Nun habe ich heute Morgen von Minister Laschet in einem Interview des Westdeutschen Rundfunks gelernt, dass dann, wenn es auf dem CDUBundesparteitag ernst wurde – wie bei dem „tollen“ Beschluss, Deutsch als Landessprache im Grundgesetz zu verankern –, er und viele andere gar nicht auf dem Parteitag gewesen sind. Anschließend distanziert er sich dann von diesem Beschluss.

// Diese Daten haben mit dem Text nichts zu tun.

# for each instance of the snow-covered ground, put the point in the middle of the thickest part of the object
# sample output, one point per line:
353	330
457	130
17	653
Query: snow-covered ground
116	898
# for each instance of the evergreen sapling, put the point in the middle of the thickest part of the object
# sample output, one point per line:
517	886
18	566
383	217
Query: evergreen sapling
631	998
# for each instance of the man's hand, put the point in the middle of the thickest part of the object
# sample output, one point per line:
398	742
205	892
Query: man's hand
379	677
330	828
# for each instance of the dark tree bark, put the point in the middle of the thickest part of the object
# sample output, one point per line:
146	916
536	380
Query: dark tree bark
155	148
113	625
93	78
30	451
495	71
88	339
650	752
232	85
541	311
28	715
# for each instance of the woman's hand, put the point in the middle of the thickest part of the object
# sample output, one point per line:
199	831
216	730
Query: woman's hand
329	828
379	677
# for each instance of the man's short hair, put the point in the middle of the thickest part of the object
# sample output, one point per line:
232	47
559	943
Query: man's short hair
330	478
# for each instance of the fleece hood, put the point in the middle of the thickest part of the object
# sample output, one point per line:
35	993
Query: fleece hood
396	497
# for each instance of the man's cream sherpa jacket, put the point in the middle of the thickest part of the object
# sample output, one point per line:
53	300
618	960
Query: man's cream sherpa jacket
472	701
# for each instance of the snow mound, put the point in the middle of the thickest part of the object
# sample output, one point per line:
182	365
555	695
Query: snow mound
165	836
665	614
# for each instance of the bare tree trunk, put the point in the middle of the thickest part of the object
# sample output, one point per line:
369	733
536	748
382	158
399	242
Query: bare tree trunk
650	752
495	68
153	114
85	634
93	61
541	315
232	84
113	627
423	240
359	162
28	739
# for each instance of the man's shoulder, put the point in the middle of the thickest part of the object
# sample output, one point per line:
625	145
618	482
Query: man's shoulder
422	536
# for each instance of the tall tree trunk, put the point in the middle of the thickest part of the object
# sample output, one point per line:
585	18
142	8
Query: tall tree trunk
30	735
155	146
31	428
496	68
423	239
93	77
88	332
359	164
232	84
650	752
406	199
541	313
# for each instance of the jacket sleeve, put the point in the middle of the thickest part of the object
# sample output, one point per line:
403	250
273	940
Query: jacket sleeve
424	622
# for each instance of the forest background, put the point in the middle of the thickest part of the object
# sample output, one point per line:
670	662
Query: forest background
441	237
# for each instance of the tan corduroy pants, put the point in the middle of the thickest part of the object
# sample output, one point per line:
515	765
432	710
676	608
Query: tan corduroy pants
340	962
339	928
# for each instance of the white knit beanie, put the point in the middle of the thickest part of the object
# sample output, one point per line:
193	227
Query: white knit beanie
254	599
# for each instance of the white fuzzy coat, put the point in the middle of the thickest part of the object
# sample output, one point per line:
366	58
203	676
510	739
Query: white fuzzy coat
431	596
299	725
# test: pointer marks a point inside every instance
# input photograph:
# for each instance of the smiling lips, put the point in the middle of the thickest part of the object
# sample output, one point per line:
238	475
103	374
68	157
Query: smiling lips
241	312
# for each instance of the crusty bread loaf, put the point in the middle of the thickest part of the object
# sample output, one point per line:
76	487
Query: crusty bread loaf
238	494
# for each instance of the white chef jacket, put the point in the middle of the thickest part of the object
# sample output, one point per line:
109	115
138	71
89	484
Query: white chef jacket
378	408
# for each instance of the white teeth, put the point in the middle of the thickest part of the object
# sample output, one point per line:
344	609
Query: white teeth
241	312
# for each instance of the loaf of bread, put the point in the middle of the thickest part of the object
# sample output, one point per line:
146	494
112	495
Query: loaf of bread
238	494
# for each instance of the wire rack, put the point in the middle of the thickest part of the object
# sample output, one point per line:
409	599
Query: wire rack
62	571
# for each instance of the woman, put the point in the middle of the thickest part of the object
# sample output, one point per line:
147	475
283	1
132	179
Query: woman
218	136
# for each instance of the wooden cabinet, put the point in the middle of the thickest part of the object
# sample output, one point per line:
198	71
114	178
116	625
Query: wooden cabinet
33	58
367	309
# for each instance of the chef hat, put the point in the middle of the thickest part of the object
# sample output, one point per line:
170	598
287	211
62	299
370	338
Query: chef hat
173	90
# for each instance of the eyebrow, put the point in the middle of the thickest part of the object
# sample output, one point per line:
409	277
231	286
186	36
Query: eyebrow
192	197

Herr Laschet und Frau Thoben, das verstehe ich nicht unter einem vernünftigen parteipolitischen Engagement im Kampf für sinnvolle Ziele. Man muss sich auf dem Parteitag für die Ziele einsetzen, die man verfolgt und vertritt, anstatt anschließend zu sagen: Damit habe ich aber nichts zu tun.

(Beifall von der SPD)

Frau Thoben, ich habe keinen Antrag aus Nordrhein-Westfalen zu den Zielen, die Sie in der Energie- und Klimapolitik verfolgen, gesehen. Fehlanzeige! Kein Braunkohlen-Benchmark, Herr Lienenkämpfer, keine kostenlose Zuteilung von Zertifikaten für die Energiewirtschaft, keine Bremsversuche bei der Klimapolitik der Bundesregierung – nichts als unverbindliche Zeitungsüberschriften, Frau Thoben, ich will das noch einmal feststellen. Sie gefallen sich in dieser wichtigen Frage ganz offensichtlich in der Rolle der Oppositionspolitikerin.

Das haben Sie im Übrigen auch bei der Sitzung des Ausschusses für Wirtschaft, Mittelstand und Energie am 5. November 2008 in einer Antwort auf eine von mir gestellte Frage zugegeben. Dort haben Sie ausgeführt, Sie hätten ja auch gar nicht behauptet, mit den Vorstellungen Nordrhein-Westfalens bisher sehr erfolgreich gewesen zu sein.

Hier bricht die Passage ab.